Abstract
Could you find 1 of your 1,000 Facebook friends in a crowd of 100? Even at a rate of 25 ms per comparison, determining that no friends were in the crowd would take more than 40 min if memory and visual search interacted linearly. In the experiment reported here, observers memorized pictures of 1 to 100 targets and then searched for any of these targets in visual displays of 1 to 16 objects. Response times varied linearly with visual set size but logarithmically with memory set size. Data from memory set sizes of 1 through 16 accurately predicted response times for different observers holding 100 objects in memory. The results would be consistent with a binary coding of visual objects in memory and are relevant to applied searches in which experts look for any of many items of interest (e.g., a radiologist running through a mental checklist of what might be wrong in a car-crash victim or an airport screener looking for any of a list of prohibited items in a carry-on bag).
How do we search for one of many different target items in a visual world filled with many other objects? Although there are large literatures on visual search (Wolfe, 2010) and memory search (Van Zandt & Townsend, 1993), there has been much less work examining the interaction of these two search processes. The bulk of the work that does exist deals with search for members of small memory sets of letters or digits (or both) in relatively small visual displays (Briggs & Blaha, 1969; Burrows & Murdock, 1969; Nickerson, 1966; Schneider & Shiffrin, 1977). For visual and memory set sizes in the range of 1 to 4 characters, search times are roughly linear with the product of the visual and memory set sizes (Schneider & Shiffrin, 1977). More recent work has painted a complicated picture of the effects of working memory loads on visual search (Balani, Soto, & Humphreys, 2010; Downing & Dodds, 2004; Han & Kim, 2004; Olivers, Peters, Houtkamp, & Roelfsema, 2011; Woodman, Vogel, & Luck, 2001), but as a general rule, these are studies in which working memory was pitted against search.

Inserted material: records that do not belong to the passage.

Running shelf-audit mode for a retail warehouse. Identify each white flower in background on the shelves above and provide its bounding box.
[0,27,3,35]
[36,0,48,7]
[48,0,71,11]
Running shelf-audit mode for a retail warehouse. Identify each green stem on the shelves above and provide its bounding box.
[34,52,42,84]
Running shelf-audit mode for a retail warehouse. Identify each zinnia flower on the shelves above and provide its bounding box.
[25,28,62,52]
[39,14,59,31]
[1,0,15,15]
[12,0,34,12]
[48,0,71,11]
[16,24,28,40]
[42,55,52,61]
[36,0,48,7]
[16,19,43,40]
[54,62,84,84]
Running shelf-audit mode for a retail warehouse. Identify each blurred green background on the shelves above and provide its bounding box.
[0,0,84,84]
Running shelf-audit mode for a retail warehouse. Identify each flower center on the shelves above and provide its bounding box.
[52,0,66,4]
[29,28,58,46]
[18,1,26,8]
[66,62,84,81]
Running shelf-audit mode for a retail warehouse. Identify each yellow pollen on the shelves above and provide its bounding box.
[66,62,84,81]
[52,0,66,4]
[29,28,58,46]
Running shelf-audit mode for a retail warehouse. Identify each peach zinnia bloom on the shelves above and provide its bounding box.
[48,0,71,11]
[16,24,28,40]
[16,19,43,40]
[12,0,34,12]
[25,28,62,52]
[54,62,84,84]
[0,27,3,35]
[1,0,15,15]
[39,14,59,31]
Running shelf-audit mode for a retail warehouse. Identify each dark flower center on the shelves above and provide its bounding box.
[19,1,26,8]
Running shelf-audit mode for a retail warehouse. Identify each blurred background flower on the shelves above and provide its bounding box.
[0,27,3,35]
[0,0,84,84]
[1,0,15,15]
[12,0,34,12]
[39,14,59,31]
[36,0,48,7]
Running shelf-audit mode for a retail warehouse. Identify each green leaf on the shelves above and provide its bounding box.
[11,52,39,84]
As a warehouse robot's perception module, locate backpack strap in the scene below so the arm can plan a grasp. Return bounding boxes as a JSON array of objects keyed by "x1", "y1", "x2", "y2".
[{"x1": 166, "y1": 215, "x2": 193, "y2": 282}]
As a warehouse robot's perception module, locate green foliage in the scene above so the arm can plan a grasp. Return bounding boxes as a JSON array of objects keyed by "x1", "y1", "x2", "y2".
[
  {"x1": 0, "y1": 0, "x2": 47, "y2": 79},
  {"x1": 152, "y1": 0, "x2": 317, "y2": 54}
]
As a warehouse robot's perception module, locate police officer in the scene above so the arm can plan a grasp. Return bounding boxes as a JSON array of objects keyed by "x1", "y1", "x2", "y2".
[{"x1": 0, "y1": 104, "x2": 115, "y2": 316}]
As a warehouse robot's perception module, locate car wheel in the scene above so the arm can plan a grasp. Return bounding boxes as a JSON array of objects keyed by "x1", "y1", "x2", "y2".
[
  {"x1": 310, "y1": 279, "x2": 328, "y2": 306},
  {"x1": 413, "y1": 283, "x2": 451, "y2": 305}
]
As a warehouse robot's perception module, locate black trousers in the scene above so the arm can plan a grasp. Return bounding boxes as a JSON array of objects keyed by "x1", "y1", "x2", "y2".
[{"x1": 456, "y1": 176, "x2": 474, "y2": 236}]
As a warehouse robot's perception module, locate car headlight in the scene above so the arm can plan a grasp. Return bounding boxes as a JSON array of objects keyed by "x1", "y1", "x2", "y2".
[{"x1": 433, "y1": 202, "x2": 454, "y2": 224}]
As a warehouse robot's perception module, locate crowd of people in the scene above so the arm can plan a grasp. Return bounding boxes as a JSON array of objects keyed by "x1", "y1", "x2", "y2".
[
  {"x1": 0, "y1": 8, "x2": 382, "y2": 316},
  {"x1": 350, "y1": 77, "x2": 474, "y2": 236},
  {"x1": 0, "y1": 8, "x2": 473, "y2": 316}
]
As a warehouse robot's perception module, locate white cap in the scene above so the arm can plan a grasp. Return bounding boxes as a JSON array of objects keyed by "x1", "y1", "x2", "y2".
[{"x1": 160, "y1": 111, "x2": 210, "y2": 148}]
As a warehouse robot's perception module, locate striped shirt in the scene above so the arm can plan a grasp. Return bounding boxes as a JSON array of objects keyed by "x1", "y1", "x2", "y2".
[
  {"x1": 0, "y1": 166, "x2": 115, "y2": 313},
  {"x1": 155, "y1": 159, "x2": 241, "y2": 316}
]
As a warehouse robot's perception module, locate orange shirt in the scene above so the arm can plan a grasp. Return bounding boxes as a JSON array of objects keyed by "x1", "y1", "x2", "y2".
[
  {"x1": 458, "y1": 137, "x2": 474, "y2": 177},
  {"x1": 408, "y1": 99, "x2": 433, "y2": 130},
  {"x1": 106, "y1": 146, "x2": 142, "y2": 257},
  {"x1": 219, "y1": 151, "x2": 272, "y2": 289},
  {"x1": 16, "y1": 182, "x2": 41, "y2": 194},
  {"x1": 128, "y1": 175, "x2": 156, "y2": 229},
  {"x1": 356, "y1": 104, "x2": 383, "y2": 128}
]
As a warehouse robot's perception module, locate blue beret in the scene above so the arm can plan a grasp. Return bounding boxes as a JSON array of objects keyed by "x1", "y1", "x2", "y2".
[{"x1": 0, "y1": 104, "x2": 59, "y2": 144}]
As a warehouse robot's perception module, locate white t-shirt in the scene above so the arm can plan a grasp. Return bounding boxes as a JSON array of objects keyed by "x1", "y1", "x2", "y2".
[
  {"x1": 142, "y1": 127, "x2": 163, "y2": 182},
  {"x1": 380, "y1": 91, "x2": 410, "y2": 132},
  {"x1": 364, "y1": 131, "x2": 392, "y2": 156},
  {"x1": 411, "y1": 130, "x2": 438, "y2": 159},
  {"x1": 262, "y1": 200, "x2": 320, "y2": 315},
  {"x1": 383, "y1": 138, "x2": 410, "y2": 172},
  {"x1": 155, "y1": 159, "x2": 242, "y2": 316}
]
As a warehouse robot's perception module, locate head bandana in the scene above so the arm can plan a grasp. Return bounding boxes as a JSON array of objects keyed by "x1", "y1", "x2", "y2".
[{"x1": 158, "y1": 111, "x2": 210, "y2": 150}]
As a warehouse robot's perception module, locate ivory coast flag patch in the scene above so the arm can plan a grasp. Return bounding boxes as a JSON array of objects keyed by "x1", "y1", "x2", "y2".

Researchers do not know how memory and vision work together when stimuli are drawn from the wide set of visual objects beyond alphanumeric characters, nor do they know what happens when the number of task-relevant items held in memory gets well beyond the limits of working memory. For example, how do we search a crowded pantry for the eight ingredients needed for dinner? How does an intelligence analyst search satellite imagery for any of many targets of interest? At the usual rates proposed for visual search (Wolfe, 1998) and memory search (Sternberg, 1966), a linear dependence on the product of visual and memory set sizes would become prohibitive once those set sizes become large. The experiments reported here show that the “solution” to this problem is logarithmic search through the memory set. Earlier examples of reaction times (RTs) increasing with the log of the number of alternatives can be found in Burrows and Okada (1975) or in work on the Hick-Hyman law in motor response tasks (Hick, 1952; Hyman, 1953). Some work in the 1960s and 1970s addressed combined visual and memory search with as many as 8 well-learned alphanumeric stimuli as the memory set (Neisser, 1974). No one has addressed the problem of visual search for arbitrary objects when the number of possible targets is far outside the limits of working memory.
Experiment 1
Method
In Experiment 1, 10 observers searched visual displays of 1, 2, 4, 8, or 16 photographs of objects for any of 1, 2, 4, 8, or 16 items held in memory. Every observer was tested on all five memory set sizes over five blocks of trials. All stimuli were photographs of isolated objects (provided by Talia Konkle). Stimuli were presented and responses collected on Macintosh computers running MATLAB and the Psychophysics Toolbox (Brainard, 1997). All observers gave informed consent and were paid $10 per hour for their time.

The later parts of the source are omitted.